From the 497 samples, 358 sera were from Mato Grosso do Sul state where it represent ∼40% of total beef cattle breed
in Brazil, and the Bos indicus is the main breed, and 139 from Rio Grande do Sul state were ∼15% of the beef cattle is breed, and the main breed is Bos taurus. The samples were collected in different randomly establishments during the period of January to November 2008. The peripheral blood was collected from the jugular vein of Selleck Ku-0059436 adult bovine, using a 19 g needle attached to Vacutainer tubes (Becton-Dickinson, Rutherford, NJ) and stored at −20 °C until use.
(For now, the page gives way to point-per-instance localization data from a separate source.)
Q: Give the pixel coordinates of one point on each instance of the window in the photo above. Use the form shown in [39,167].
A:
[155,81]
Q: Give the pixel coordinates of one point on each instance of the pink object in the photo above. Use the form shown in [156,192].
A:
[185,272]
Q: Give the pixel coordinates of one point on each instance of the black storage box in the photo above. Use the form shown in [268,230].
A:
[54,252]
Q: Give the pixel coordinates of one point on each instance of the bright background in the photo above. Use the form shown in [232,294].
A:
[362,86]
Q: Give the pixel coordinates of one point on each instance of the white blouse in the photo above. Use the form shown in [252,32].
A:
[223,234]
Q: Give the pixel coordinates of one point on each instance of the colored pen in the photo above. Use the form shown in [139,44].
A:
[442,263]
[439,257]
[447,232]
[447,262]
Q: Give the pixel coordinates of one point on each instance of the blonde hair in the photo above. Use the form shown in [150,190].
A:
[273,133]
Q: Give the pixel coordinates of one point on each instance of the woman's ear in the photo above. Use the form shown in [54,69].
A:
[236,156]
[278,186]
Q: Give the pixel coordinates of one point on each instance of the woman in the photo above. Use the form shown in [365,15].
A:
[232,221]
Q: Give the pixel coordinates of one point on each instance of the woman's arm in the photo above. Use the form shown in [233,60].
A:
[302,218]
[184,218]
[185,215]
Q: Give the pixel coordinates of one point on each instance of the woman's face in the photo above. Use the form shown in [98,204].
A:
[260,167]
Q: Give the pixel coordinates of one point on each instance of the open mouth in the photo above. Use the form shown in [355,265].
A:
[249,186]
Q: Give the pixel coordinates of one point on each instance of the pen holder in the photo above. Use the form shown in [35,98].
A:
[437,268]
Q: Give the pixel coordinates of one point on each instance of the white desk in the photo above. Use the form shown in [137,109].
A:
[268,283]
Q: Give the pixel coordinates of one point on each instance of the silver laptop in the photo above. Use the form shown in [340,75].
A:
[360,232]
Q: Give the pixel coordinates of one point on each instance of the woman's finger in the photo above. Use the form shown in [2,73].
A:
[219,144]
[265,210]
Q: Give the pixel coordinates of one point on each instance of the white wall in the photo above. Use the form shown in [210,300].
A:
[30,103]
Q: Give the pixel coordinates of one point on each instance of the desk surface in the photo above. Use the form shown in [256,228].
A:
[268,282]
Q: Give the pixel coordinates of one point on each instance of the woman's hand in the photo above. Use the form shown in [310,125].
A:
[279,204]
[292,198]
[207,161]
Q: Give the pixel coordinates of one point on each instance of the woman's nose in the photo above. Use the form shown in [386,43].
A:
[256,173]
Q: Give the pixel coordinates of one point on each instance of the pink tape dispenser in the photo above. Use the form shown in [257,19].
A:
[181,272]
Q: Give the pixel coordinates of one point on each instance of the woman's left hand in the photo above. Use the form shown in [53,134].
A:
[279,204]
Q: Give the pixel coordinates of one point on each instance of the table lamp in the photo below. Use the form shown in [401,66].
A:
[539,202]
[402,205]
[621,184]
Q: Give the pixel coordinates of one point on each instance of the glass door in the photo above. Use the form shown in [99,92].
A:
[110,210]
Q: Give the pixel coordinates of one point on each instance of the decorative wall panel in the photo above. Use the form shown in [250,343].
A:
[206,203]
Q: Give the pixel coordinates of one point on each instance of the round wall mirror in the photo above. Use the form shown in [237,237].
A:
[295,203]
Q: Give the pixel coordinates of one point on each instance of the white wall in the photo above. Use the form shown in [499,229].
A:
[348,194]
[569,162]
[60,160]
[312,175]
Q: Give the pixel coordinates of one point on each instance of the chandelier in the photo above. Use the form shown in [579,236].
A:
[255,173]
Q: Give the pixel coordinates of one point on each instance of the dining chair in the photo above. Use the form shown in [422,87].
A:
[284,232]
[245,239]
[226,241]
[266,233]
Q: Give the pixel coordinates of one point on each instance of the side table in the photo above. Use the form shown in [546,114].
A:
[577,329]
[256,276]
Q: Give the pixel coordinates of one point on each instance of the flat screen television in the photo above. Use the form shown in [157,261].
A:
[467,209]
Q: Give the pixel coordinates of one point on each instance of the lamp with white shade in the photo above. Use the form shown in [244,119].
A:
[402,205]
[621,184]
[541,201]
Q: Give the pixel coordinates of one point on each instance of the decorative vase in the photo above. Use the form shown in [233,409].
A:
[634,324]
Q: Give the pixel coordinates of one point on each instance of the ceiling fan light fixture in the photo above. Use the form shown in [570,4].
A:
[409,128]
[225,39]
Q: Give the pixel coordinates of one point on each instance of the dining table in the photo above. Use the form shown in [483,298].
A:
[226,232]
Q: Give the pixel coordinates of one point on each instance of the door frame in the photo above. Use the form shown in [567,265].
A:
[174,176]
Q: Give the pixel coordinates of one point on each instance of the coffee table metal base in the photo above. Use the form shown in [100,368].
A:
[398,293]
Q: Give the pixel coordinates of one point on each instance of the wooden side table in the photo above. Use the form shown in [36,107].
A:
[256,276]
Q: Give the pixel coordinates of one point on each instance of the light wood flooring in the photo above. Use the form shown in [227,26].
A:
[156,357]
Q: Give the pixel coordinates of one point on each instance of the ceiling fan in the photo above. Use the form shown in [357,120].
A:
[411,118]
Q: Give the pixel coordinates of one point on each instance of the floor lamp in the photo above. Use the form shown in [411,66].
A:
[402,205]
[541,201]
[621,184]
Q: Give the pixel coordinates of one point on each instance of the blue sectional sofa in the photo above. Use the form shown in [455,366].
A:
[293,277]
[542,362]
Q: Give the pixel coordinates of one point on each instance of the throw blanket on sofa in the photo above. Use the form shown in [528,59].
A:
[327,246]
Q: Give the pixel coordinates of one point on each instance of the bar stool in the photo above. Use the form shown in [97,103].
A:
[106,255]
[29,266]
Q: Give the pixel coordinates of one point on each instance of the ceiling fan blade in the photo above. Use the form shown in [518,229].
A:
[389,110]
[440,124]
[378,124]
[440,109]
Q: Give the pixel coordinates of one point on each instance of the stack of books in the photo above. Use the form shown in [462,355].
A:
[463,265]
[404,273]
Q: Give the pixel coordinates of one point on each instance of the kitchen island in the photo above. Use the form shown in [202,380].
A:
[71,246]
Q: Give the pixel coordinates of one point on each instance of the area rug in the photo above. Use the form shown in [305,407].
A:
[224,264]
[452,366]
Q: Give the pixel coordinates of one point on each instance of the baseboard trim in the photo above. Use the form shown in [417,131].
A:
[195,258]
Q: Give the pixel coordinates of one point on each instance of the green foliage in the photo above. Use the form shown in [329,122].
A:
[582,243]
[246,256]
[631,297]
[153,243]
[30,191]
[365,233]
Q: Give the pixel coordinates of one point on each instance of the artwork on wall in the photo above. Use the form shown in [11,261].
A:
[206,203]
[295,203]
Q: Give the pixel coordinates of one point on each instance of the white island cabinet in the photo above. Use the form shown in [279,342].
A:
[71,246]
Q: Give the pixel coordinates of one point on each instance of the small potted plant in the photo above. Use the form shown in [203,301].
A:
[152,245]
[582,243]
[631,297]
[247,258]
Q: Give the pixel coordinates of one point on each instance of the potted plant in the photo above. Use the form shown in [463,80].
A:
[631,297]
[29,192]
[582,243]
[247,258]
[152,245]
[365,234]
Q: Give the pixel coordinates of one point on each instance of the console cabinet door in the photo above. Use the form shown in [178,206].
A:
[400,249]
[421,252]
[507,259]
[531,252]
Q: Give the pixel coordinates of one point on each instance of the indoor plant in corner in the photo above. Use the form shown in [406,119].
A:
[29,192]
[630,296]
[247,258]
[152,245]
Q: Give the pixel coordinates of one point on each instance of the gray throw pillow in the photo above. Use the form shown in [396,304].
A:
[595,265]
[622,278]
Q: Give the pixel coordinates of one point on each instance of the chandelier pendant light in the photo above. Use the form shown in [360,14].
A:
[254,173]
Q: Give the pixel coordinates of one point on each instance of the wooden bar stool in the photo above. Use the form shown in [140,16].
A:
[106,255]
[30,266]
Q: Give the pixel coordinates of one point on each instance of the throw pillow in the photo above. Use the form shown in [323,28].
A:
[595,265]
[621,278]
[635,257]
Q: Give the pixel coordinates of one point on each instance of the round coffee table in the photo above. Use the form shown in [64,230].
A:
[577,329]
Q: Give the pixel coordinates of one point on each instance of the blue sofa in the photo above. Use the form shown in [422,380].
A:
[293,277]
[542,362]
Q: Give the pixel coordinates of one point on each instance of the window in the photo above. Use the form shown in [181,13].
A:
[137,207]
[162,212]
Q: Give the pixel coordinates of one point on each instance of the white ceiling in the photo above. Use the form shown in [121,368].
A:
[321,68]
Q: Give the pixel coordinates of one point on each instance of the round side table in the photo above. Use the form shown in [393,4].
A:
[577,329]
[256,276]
The antigen for IFAT was prepared as following: the cells infected with N. caninum tachyzoites were diluted in PBS buffer in order to obtain ∼1 × 106 taquizoites/mL, then 20–30 μL (30,000 taquizoites) were add by slide well. http://www.selleckchem.com/Wnt.html Then the slides were dry at 37 °C and stored at −20 °C until use. The sera samples were analyzed at a dilution of 1:50, defined as the cut-off point, using the method previously described ( Pare et al., 1995 and Trees et al., 1993). The sera diluted at 1:50 in PBS buffer were incubated for 45 min at 37 °C. Bound bovine antibodies were detected with fluorescein isothiocyanate-conjugated
anti-bovine IgG (Sigma Chemicals, USA) at a dilution of 1:1125 in PBS buffer for 45 min at 37 °C. Each glass slide included negative and positive control sera. The antigenic domain of NcSRS2, located in the distal ADAMTS5 C-terminal two thirds of the molecule, was amplified by PCR using primers F5′-CAC CAA AGA GTG GGT GAC TGG and R5′-GGT AAG CTT TGC ATC TCC TCT TAA CAC-3′ and cloned into pET100/D-TOPO vectors (Invitrogen Tech, Carlsbad, CA, USA). The recombinant plasmid (pET100/D-TOPO/NcSRS2) was used
for transformation into Escherichia coli BL21 Star (DE3) (Invitrogen Tech, Carlsbad, CA, USA). The E. coli cells in the log phase were treated with 0.75-mM isopropyl α-d-thiogalactoside (IPTG) for 3 h at 37 °C to induce expression of fused fragments of NcSRS2. The recombinant NcSRS2 expression was confirmed by SDS-PAGE and Western blotting using anti-6×His alkaline phosphatase conjugate (1:10,000) (Sigma Chemicals, USA). Antibody-reacting protein bands were revealed using 3,3′-tetrahydrochloride (DAB) and H2O2. The protein was purified using affinity chromatography on a HiTrap chelating column (GE Healthcare, UK) charged with Ni2+ ions. The protein was solubilized in a buffer containing 0.2% N-lauroyl sarcosine or 8-M urea. Subsequently, the concentration and purity of recombinant NcSRS2 were determined using a BCA kit (Pierce, Rockford, IL, USA) and SDS-PAGE, respectively. Purified recombinant NcSRS2 and an unrelated recombinant protein (negative control) were used for Western blotting analysis of positive and negative bovine sera. The samples were mixed with SDS gel-loading buffer (100-mM Tris–HCl at pH 6.8, 100-mM 2-mercaptoethanol, 4% SDS, 0.2% bromophenol blue, 20% glycerol) under reducing conditions.